Why, For Donald Trump, All Publicity Is Good Publicity

As recently as May, the thought of the possibility of a Trump ascension to the presidency was laughable.

Trump, who, at this point, had still not confirmed his candidacy, was nothing but a fringe candidate, a bigot of a businessman running for office to feed his own ego and garner more popularity for his brand.

Indeed, in many ways, his candidacy is still laughable; that a man who has insulted almost every demographic of the population with such vitriol is leading the GOP primary remains a mystery for many.

Yet, as laughable as his candidacy may appear, it’s growing increasingly difficult to find humor in the repercussions a possible Trump nomination could bring to the country, yet alone a Trump presidency.

Even those who have helped to build him, like Fox, his lawyers and the rest of the GOP, have, in a move akin to Mary Shelley’s "Frankenstein," begun to fear the monster they all helped create.

Much of Trump’s surge in popularity comes at a time when the divisions between the progressives and the far-right are at their most partisan in years.

In a country where 79 percent thinks political correctness is on track to ruin America, Trump’s self-imposed image as an unabashedly non-PC straight talker has enabled him to both capitalize on a wave of public opinion from the far-right conservatives, and to reap the benefits of the media furor that surrounds him, no matter how negative said media may be.

His deeply offensive comments surrounding immigration, police brutality and sexism have garnered The Donald much scorn amongst the media, but have managed to resonate with some fringe demographics, particularly those interested in his fiscal sentiments, proposed cuts to welfare and his plan to secure the border under the guise of making America great again.

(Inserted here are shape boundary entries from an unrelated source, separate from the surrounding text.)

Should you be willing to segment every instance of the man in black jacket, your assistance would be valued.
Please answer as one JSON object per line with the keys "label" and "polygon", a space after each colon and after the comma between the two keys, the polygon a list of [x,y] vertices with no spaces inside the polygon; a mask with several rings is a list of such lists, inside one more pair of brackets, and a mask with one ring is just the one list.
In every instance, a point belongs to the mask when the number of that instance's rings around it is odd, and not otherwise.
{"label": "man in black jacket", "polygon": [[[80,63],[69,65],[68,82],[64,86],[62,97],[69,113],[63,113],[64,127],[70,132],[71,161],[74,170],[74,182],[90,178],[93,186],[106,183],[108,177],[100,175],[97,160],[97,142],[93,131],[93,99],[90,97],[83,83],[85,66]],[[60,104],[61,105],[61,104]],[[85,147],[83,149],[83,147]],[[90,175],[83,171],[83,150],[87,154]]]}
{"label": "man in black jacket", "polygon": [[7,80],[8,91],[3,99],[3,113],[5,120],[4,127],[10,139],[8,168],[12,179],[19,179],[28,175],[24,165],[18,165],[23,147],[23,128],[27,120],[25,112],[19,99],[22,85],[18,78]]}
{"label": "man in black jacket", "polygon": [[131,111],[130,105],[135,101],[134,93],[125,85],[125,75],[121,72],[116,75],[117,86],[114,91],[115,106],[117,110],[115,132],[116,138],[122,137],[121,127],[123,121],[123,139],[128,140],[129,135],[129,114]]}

Trump’s gains in popularity can also be explained by his media-savvy adeptness, despite his bullish personality and constant use of personal attacks.

In addition to broadening his appeal for the extreme right, Trump has managed to spin his “popularity” with the media, with even seemingly insignificant comments garnering attention.

His command over the Fox debate, which saw misogynistic attacks aimed at Hillary Clinton, Rosie O’Donnell and Megyn Kelly take centerstage, enabled Trump to walk home with both the night’s sound bite and resounding publicity.

Despite the negativity of his remarks, the attention that surrounded Trump’s presence following the debate provoked a more than a subtle reaction from the public, consequently allowing interest surrounding the merits of Trump’s candidacy to grow, and the conversation about Trump’s credibility as a serious presidential contender to flourish.

A Daily Beast story highlighted Trump in a marital rape scandal, concerning his divorce from ex-wife Ivana.

This story amassed Trump with criticism, particularly considering his lawyer, Michael Cohen’s, handling of the news (whereby he stated that “you can’t rape your spouse”), and his previous remarks on sexual assault.

Nevertheless, despite the scandal, Trump’s campaign persisted undeterred.

The emergence of Trump’s casual sexism (amid a much more concerning possible history of sexual assault, compounded by a later Daily Beast story whereby Trump bragged about throwing wine down a reporter’s back) unconsciously handed him control of the media.

It resulted in every news medium talking about him. Even though his persona came under intense scrutiny, Trump’s campaign and his policies were brought to the forefront of the national agenda.

In another bizarre twist of fate, these potentially campaign-ending episodes (for other candidates, at least) have allowed Trump to gain traction, of which the opinion polls are a clear inclination.

Of course, the debate surrounding Trump as a viable candidate still rages on, despite his poll numbers, with some even suggesting (in the wake of the news that Clinton attended his 2005 wedding) that Trump’s candidacy is nothing but a foil to increase support for Clinton’s candidacy, which is faltering under the strain of Bernie Sanders.

Yet, despite these claims and the overwhelmingly negative attention which surrounds both Trump and his team, Trump’s campaign has been growing from strength to strength.

It's an ironic development when one considers just how damaging and irresponsible some of his remarks have been.

Trump’s campaign ascension from a fringe candidate to one leading the GOP popularity race is a clear indication that for candidates such as Trump who rely on egotistical self-promotion, all publicity has the power to transform a campaign.

Rather than allowing the negativity to tarnish his campaign, as it has done many others, Trump has taken on the likes of Teflon, constantly bouncing back from the attacks lumped on him, even when they’re justified.

In doing so, Trump has proved that for him, in particular, all publicity can be spun into good publicity, even when barely anyone believes in your credibility.